The Question: Determine whether the sequence converges uniformly:
${f_n(x)}: [0,1] \rightarrow \mathbb{R}$,
$f_n(x) = \begin{cases} 0 & f_n(0) = f(2/n) = f(1) = 0 \\ n & x = 1/n \\ \end{cases} $ , and $f$ is linear on the intervals $[0,1/n]$, $[1/n,2/n]$, and $[2/n, 0]$.
The Attempt: Here is a graph of the function: 
There is a typo in the picture. The coordinate $(1/n, 1)$ should be $(1/n,n)$. It was proven that the sequence of functions converges point wise to $f(x) = 0$. It seems obvious to me that the sequence is not uniformly convergent.
Let $N \geq 1$. Choose $\epsilon_0 = 1/3$, Then let $n_0 = N$, and $x= 1/n_0$. Then, $|f_n(x) - f(x)| = |f_n(1/n_0) - f(1/n_0)| = |n_0 - 0| = n0 \geq N > 1/3$. Hence the sequence of functions is not uniformly convergent?
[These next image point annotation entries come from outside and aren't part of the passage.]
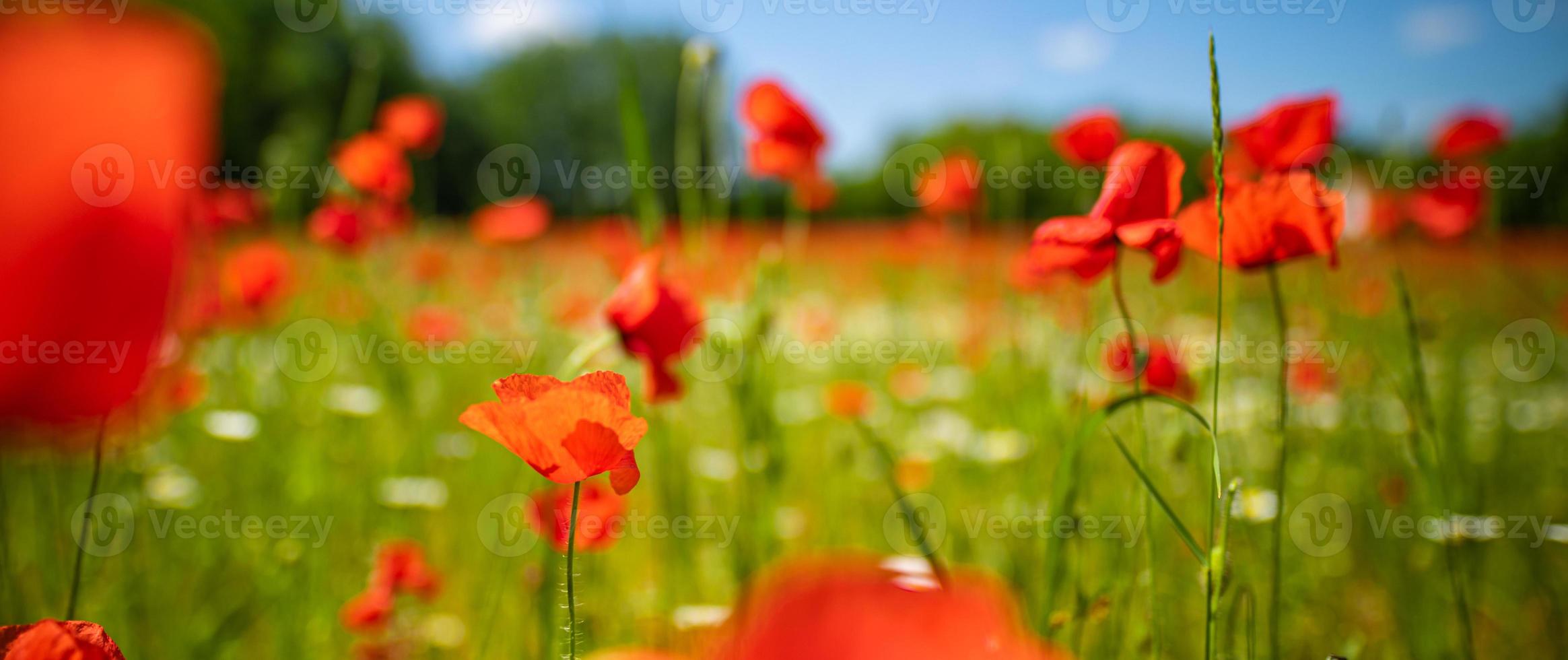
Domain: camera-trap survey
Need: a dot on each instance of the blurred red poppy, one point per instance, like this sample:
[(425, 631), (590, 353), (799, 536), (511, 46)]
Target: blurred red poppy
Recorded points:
[(374, 164), (1288, 135), (852, 609), (1468, 135), (1089, 139), (599, 517), (1162, 372), (415, 121), (513, 223), (566, 432), (339, 225), (952, 187), (1280, 217), (57, 640), (1450, 211), (1140, 195), (658, 323), (94, 112), (258, 275), (435, 323)]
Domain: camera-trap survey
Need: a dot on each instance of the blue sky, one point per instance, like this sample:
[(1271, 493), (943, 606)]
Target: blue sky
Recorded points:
[(873, 68)]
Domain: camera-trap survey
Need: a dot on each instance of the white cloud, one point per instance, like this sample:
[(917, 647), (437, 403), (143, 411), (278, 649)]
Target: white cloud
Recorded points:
[(1075, 47), (1435, 29)]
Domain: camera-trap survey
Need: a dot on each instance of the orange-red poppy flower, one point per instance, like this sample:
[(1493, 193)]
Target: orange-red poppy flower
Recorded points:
[(952, 187), (258, 275), (374, 164), (59, 640), (658, 323), (1089, 139), (1447, 211), (435, 323), (1288, 135), (415, 121), (401, 568), (339, 225), (1280, 217), (1162, 372), (513, 223), (1136, 206), (94, 113), (566, 432), (599, 517), (852, 609), (1468, 135)]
Is this correct or do I need some detail?
Thank you very much!!
What you are doing with $n_0$ and $N$ is a bit confusing: I assume you are trying to negate the definition of convergence to show that the sequence $(s_n)_n$ defined by $$ s_n\stackrel{\rm def}{=} \sup_{x\in[0,1]} \lvert f_n(x)-f(x)\rvert$$ does not converge to $0$ (and thus that $(f_n)_n$ does not converge uniformly to $f\equiv0$).
In that case, the gist of what you are doing is correct, but it would be, in my opinion, must clear to write the following: let $x_n\stackrel{\rm def}{=} \frac{1}{n} \in[0,1]$ for $n\geq 1$. By definition of the supremum, for any $n\geq 1$ we have $$ s_n \geq \lvert f_n(x_n)-f(x_n)\rvert = \lvert f_n(x_n)\rvert = n $$ and therefore $s_n\xrightarrow[n\to\infty]{} \infty$ (and clearly not $0$).
Now, as a followup question: does it converge uniformly on $(0,1]$? And, more interestingly, on $[a,1]$ for any fixed $a>0$?